Bionic man who gave the gift of hearing
It says much that surgery to implant the bionic ear is no longer considered newsworthy. Thousands of people in Australia are walking around with one, and that is largely due to Bill Gibson, known widely as “the Prof” by many of those he has helped to achieve a normal life.
He is not widely known outside medical circles, and this book is meant to remedy that. Gibson readily co-operated with Tina Allen, an experienced medical scientist and writer, but he sometimes seems a bit bemused about the project. He simply is not the celebrity type. He is the type who goes fishing with mates and dresses up as Santa Claus for children’s parties.
Although he seems very Australian, he was in fact born in Britain. He comes from a family of doctors and there was never much doubt that he would become one. He studied in Britain, where he gained his qualifications, and was drawn to audiology because of the breakthroughs taking place in the field. In particular, Graeme Clark and his team in Melbourne were examining ways of using new technology to help deaf people, focusing on the cochlea, the part of the ear that passes sounds to the brain.
There was already a primitive version of the bionic ear available but it provided only a dotdash sort of sound. Developing this into a multichannel device that could convert sounds into electronic impulses that the brain could “hear” was a huge step forward. Gibson came to Australia in 1983 to follow it up, seeing the opportunity to knit his surgical expertise to the device.
Allen is adept at explaining the technology and how it evolved from its shaky beginnings, growing from rough experiments to a commercial model. In 1984 Gibson implanted the device in two women who had lost their hearing, with good results. Further refinements of the device followed and the more routine.
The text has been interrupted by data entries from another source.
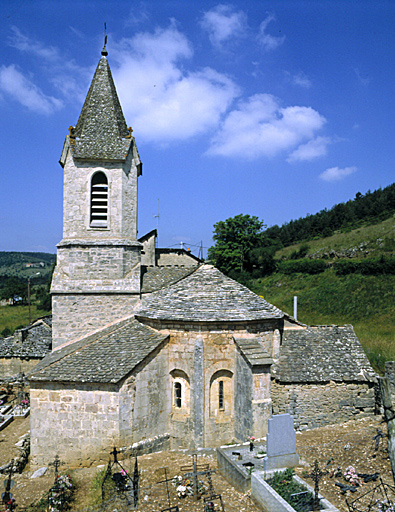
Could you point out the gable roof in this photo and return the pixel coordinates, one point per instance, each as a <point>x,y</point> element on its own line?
<point>206,295</point>
<point>321,354</point>
<point>31,342</point>
<point>253,351</point>
<point>106,356</point>
<point>101,132</point>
There were, inevitably, failures as the medical teams learned more about distinguishing between patients who were suitable for implants and those who were not but there was a sense of solid progress. The device became compact and Gibson developed a way to implant it using a small incision rather than a large C shaped one.
The first generation of recipients were people who had lost their hearing in adulthood. This meant they understood the concept of speech and of spoken communication. Gibson formed the view that while restoring hearing to adults was important the focus should be on young people, even children, who had been deaf from birth and so had never learned to speak. By the age of seven or so the speech organs had effectively atrophied.
Gibson eventually chose a four-year-old girl for an implant, which involved convincing medical regulators that the process was ethical surgical procedure became and practical. It worked, and the little girl learned to both understand and use speech. Gibson was able to leverage the success to push the age threshold downwards, to children under the age of two.
Along the way he helped establish CICADA — Cochlear Implant Club and Advisory Association — a group than enables implant recipients to meet regularly, providing support to each other and feedback to doctors. (This biography was commissioned by CICADA.)
As the success rate improved it became easier to obtain funding for specialist facilities and post-op therapy. But there was one group that criticised and attacked Gibson, as well as others in the bionic ear circle. The Signing Deaf group took the view that congenital deafness should not be seen as a disease to be “cured”. Instead, the focus should be on teaching deaf children about signing, which should itself be seen as a valid alternative language. Allen notes this idea is difficult to understand but she acknowledges that it is deeply held by some.